Kirlenen dünyada kirlenmeyen insan istiyorsak bunun yolu imanlı nesillerden geçiyor…
TİMAV onun için önemli, TİMAV önümüzdeki günlerde İmam Hatip şuurunun hem İmam Hatiplilerde hem de toplumun genelinde geliştirmeyi öncelemelidir… Bir think tank kuruluşu gibi çalışmalıdır. Bunu yapacak yönetim var, gün büyük hizmetlere imza atma günüdür.
Tekrar TİMAV yönetimini kutluyor ve Rabbimizin yardımcıları olmasını diliyoruz.
Selçuk Üniversitesinde Neler Oluyor?
Bir dekanlığa, bölüm başkanlığına, yüksek okul müdürlüğüne getirilen insanlar başarılarından, bölüme fakülteye ya da yüksekokula yapacakları katkıdan dolayı mı getiriliyor? Yoksa bu makamlar siyasi yerler haline mi getirildi?
Örneği çok fazla var ama ben son değişikliklerle ilgili iki konuyu Rektörümüz Sayın Prof. Dr. Hakkı Gökbel Hocamıza sormak isterim; birincisi Çatalhöyük’ün yerini bile haberden öğrendiğini söyleyen Prof Dr Akif Çukarçayır Hoca Turizm Meslek Yüksek Okuluna hangi gerekçe ile Müdür oldu. O bölümde hiç bu görevi üstlenecek Konya ve bölge turizmini bilen hocamız yok muydu?

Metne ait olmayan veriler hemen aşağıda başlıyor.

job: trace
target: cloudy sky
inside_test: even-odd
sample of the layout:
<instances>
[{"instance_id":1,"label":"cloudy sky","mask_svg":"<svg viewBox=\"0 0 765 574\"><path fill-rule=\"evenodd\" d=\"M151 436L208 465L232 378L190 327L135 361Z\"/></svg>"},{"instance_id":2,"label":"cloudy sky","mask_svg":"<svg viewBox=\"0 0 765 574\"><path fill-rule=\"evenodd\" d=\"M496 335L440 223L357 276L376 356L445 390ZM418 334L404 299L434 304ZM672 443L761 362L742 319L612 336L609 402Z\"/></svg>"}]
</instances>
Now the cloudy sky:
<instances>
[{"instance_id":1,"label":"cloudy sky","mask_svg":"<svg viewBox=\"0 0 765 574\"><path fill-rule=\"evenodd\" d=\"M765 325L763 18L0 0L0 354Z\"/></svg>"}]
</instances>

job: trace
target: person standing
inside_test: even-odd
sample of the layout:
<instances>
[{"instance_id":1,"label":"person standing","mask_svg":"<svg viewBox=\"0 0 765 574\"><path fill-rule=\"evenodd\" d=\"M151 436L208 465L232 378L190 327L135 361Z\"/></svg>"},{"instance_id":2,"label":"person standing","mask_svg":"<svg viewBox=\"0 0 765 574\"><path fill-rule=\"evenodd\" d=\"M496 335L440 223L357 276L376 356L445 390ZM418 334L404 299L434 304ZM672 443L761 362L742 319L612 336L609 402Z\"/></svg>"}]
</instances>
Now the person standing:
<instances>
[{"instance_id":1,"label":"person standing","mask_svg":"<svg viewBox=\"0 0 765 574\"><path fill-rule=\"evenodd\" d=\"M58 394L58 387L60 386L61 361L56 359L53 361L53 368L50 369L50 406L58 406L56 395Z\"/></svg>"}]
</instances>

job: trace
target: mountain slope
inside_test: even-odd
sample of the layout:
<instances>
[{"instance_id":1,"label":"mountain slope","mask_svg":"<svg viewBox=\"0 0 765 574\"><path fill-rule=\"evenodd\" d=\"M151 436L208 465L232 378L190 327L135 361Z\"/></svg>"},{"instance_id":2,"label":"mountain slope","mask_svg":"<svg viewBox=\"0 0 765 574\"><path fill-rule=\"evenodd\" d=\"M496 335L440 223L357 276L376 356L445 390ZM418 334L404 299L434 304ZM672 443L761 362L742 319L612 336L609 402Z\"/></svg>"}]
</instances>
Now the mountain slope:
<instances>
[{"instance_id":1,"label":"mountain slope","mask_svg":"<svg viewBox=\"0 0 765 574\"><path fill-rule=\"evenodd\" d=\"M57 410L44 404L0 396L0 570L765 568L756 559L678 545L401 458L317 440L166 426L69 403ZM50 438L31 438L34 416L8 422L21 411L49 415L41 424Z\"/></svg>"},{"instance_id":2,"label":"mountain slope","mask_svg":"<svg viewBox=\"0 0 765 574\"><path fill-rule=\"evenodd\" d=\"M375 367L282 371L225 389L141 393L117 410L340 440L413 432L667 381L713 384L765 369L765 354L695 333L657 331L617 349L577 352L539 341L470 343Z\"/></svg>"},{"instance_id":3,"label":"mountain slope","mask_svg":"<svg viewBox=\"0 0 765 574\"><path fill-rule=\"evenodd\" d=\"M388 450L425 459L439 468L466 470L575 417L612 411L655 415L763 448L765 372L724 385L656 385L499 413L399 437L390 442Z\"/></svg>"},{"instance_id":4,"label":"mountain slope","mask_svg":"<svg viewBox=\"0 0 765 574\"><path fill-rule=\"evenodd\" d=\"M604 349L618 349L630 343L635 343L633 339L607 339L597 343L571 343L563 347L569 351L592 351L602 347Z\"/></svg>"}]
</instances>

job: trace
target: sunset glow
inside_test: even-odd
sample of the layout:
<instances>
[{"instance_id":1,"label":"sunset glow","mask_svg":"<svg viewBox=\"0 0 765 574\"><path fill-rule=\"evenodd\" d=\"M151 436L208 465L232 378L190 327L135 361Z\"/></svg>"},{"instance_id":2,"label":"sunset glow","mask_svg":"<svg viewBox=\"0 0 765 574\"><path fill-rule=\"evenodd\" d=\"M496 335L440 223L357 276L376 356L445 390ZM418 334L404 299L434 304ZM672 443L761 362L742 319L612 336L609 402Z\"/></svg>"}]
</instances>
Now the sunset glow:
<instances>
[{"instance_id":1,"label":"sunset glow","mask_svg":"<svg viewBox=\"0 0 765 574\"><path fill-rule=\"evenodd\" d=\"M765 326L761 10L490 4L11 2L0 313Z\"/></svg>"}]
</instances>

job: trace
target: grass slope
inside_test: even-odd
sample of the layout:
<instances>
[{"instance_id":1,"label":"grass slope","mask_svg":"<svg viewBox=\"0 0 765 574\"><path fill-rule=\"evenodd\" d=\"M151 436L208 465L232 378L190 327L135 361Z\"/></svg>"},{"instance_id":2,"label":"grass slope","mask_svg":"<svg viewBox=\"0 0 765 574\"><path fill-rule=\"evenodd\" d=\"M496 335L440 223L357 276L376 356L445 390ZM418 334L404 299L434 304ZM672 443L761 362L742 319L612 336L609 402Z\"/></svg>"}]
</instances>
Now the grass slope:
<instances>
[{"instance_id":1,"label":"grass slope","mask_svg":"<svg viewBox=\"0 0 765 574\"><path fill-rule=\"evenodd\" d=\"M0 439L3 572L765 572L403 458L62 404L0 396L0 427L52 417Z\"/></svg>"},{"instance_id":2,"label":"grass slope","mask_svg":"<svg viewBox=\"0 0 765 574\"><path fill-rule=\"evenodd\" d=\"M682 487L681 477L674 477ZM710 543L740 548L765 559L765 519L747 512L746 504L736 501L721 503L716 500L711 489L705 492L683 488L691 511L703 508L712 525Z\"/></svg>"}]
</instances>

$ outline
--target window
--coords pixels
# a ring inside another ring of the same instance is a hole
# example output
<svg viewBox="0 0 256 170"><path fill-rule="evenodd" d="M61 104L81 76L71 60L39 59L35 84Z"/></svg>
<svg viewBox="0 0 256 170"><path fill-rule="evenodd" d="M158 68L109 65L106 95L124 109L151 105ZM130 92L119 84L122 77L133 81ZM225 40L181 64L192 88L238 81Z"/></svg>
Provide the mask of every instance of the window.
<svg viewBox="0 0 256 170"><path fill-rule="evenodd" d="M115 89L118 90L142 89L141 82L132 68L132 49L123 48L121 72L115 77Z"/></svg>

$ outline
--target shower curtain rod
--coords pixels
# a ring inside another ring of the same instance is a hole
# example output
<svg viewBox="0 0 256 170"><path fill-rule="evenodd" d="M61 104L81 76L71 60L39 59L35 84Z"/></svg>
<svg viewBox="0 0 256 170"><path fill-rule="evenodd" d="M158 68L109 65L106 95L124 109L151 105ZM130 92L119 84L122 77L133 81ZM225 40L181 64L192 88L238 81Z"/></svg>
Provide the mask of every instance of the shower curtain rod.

İkincisi birkaç gündür sosyal medyada bazı öğrenci arkadaşlar gündem oluşturmaya çalışıyor. İletişim Fakültesinde, Konya’ya reklam kültürünü getiren insanlardan da olan Doç. Dr. Hüseyin Altunbaş bölüm başkanlığından alınmış ve bu bölümle, reklamcılıkla hiçbir ilgisi olmayan bir şahıs göreve getirilmiş. Hüseyin Hoca bu görevden neden alındı? Yerine getirilen şahsı muhterem reklamcılık konusunda Hüseyin Hocadan daha fazla neyi biliyor? Bölüme nasıl bir katma değer oluşturacak?
En basit ifadeyle söyleyeyim dünyanın 500 üniversitesinin arasına girmeyi kendine hedef olarak seçmiş bir üniversiteye böyle siyasi kararlar yakışmamaktadır.
Hüseyin Hocada da, Turizm Meslek Yüksek Okulunda da aynı durum geçerli ve tabi başka örneklerde var ama yer yeterli değil hepsinden uzun uzun bahsetmeye gerek yok. Eğer bu makamlarda değişiklikler yapılacaksa mesela Turizm konusunda bölgeyi çok iyi tahlil eden, şehrimize katkı yapabilecek bir hocamız ya da işte ne bileyim reklam konusunda Hüseyin Hocadan daha iyi olan bir hocamız getirilmelidir. Biz Hakkı Hocamızı seviyoruz ve üniversiteye ciddi katkılarda yapacağına inanıyoruz ve kendisine ricada bulunuyoruz; lütfen siyaset refleksiyle bazı insanlar bir yere gelmesin ve bir yerlerden gitmesin. Değişimlerde lütfen liyakat öncelensin. Rica ediyoruz bu işi kendilerinin saygınlığına yakışır çapta yapsınlar. Ülkede değişimi aynı zamanda gelişime çevirsinler. Ya da ha 28 Şubatçılar ha Hakkı Hoca, biri gelir kendi adamını getirir, öbürü gelir kendi adamını getirir, kısır döngü ile kendisine emanet edilen o makamı heba etmiş olur.
Biz Hakkı Hocamızdan bu büyüklüğü bekliyoruz? Unutmasınlar bu ülkenin de, Konya’nın da hayal kırıklıklarına tahammülü kalmadı.